Dephosphorylation, which is the removal of a phosphate group (PO32-) from an organic molecule, occurs often in the body as a normal and essential process. Perhaps the most well-known example of dephosphorylation in cells is the hydrolysis of adenosine triphosphate (ATP). The nucleophilic substitution of the phosphate group in ATP by a phosphatase enzyme results in adenosine diphosphate (ADP). This process is continually reversed by phosphorylation via a kinase enzyme. These processes are tightly regulated in cells. Unregulated dephosphorylation or phosphorylation has been linked to several diseases, including Alzheimer’s1. Alzheimer’s Disease is a neurodegenerative disease that accounts for 60 to 70% of dementia cases2. There are no cures or preventative solutions for this progressive disease that steadily strips the patient of the capability to perform bodily functions, eventually resulting in death3. Alzheimer’s Disease, which affects three out of every fifty people aged 65 and older,2 places an enormous strain not only the patient but also on the caregiver. The estimated cost of this disease in America is $100 billion a year, making it one of the most expensive health issues in our country4.
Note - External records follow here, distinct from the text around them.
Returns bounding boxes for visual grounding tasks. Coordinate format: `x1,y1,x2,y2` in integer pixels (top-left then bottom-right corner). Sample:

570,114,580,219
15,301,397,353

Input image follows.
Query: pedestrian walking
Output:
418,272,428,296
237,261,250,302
In the brain cells of Alzheimer’s patients, the protein tau is hyperphosphorylated. The deregulation of the phosphorylation is a result of the dysfunctional protein phosphatase-2A and/or protein phosphatase-2B, which are responsible for the dephosphorylation of the tau protein1. The tau hypothesis suggests that it is this deregulation that is in fact the cause of the disease development5. The accumulation of phosphorylated tau proteins results in a neurofibrillary tangle, which further results in neuron death. As the diseased neurons die, the brain shrinks intensely.
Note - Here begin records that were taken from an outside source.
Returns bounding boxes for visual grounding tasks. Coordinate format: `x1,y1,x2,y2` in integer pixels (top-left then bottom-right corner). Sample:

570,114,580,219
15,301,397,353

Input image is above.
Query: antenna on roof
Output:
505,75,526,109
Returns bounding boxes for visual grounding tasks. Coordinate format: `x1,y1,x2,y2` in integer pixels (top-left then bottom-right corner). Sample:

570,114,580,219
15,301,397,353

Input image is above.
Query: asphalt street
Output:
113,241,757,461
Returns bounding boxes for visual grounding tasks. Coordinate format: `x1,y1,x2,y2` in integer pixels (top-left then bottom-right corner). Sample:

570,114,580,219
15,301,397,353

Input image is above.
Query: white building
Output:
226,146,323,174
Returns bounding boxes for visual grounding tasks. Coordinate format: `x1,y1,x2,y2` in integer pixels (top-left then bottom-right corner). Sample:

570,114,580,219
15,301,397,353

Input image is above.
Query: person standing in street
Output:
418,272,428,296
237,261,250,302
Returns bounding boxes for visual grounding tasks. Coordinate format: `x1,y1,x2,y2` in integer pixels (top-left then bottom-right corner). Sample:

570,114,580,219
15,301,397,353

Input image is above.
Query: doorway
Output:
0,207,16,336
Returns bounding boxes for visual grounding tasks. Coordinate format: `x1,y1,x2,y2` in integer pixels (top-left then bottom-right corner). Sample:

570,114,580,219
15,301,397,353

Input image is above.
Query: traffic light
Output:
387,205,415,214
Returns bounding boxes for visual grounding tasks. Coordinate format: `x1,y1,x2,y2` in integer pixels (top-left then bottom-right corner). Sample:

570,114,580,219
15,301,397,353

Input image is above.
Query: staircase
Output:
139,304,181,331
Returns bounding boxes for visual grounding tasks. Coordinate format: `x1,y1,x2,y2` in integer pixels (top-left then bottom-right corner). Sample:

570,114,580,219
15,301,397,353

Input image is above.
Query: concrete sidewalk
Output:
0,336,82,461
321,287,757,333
Deregulated Tau Phosphorylation

Phosphatasegoes toTangles


Figure 1: The progression of the tau hypothesis. Healthy neurons should have straightened fibers. Diseased neurons die off as they become more tangled.



Figure 2: The Alzheimer’s Association provides a plethora of information for Alzheimer’s patients. In this diagram, they demonstrate the physical degeneration of the brain.
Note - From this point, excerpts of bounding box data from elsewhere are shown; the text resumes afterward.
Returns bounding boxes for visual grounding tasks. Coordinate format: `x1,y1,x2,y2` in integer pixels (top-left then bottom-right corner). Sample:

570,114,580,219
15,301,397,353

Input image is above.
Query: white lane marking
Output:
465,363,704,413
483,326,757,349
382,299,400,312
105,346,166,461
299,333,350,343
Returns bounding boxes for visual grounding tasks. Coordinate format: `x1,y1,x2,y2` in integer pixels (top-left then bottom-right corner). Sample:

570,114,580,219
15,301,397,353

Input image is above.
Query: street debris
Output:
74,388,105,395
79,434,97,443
At the University of Maryland Baltimore County, Dr. Zeev Rosenzweig’s laboratory fabricates nanoscale luminescent probes for biomedical applications. In this lab, a group of students and I are currently developing fluorescent probes for intracellular analysis of phosphatases. The nanoscale fluorescent probes are composed of luminescent indium phosphide quantum dots.  These nanomaterials are introduced as non-toxic alternatives to commonly used cadmium containing quantum dots. This probe would function as a spatially accurate real-time monitor of biological reactions, such as dephosphorylation. The quantum dot based fluorescent probe would allow us to determine the activity of the phosphatase enzyme as a function of fluorescence intensity. The rate of dephosphorylation is related to the phosphatase activity. By measuring the rate of dephosphorylation (or the lack of it), one could quantify the progression of the tau hypothesis within cells.


  1. Gong, C. X., Grundke-Igbal, I., Igbal K. Dephosphorylation of Alzheimer’s disease abnormally phosphorylated tau by protein phosphatase-2A. Nueroscience (1994). 61. 4: 765-72.
  2. Burns, A., Iliffe, S. Alzheimer’s Disease—A Clinical Review. BMJ (2009). 338:158.
  3. About Alzheimer’s Disease: Symptoms. National Institute on Aging. Web. 21 Jul 2016.
  4. Meek, P.D., McKeithan, K., Shumock, G.T. Economic considerations in Alzheimer’s disease. Pharmacotherapy (1998). 18: 68-73.
  5. Mudher, A., Lovestone, S. Alzheimer’s Disease-do Tauists and Baptists finally shake hands? Trends Neurosci (2002). 25. 1:22-6.